Visualizing metrics is an incredibly common and valuable task. Virtually every department in a business likes to leverage data when making decisions. Time and time again I’ve seen developers implement one-off solutions for automatic reporting, sometimes quick and dirty, sometimes highly polished. For example:

  • A weekly email to the entire company showing the main engagement KPIs for the product.
  • A weekly Slack message to a team channel showing how many alerts the on-call team member had to respond to in the previous week.
  • A daily summary of sales numbers and targets.

Thanks largely to Grafana, teams are customizing real-time dashboards to always have an up-to-date view on the health of a system or the health of the business. However, there is often value in distilling a continuum of real-time metrics into a short digestible report. KPI Reporter attempts to make it easier to build such reports.

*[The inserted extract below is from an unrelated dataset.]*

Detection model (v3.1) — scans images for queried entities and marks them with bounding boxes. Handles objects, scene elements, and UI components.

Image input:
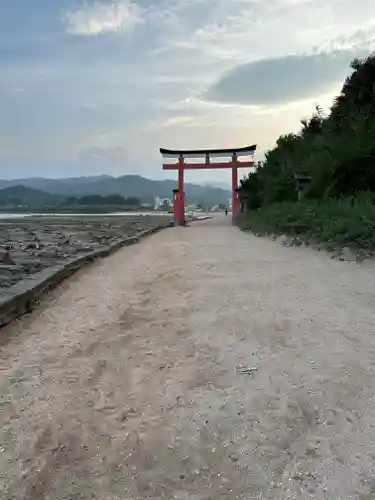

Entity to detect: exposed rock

A few guiding principles that shape this project:

  1. It should be possible to run on-premises. It is far easier to run a reporting tool within an infrastructure due to the amount of data sinks that must be accessible. Security teams should rightly raise eyebrows when databases are exposed externally just so a reporting tool can reach in.
  2. It should be highly customizable. There should not be many assumptions about either layout or appearance. The shape and type of data ultimately will drive this.
  3. It should be possible to extend. The space of distinct user needs is massive. While the tool should aim to provide a lot of useful functionality out of the box, it will always be the case that custom extensions will be required to achieve a particular implementation. The tool should embrace this reality.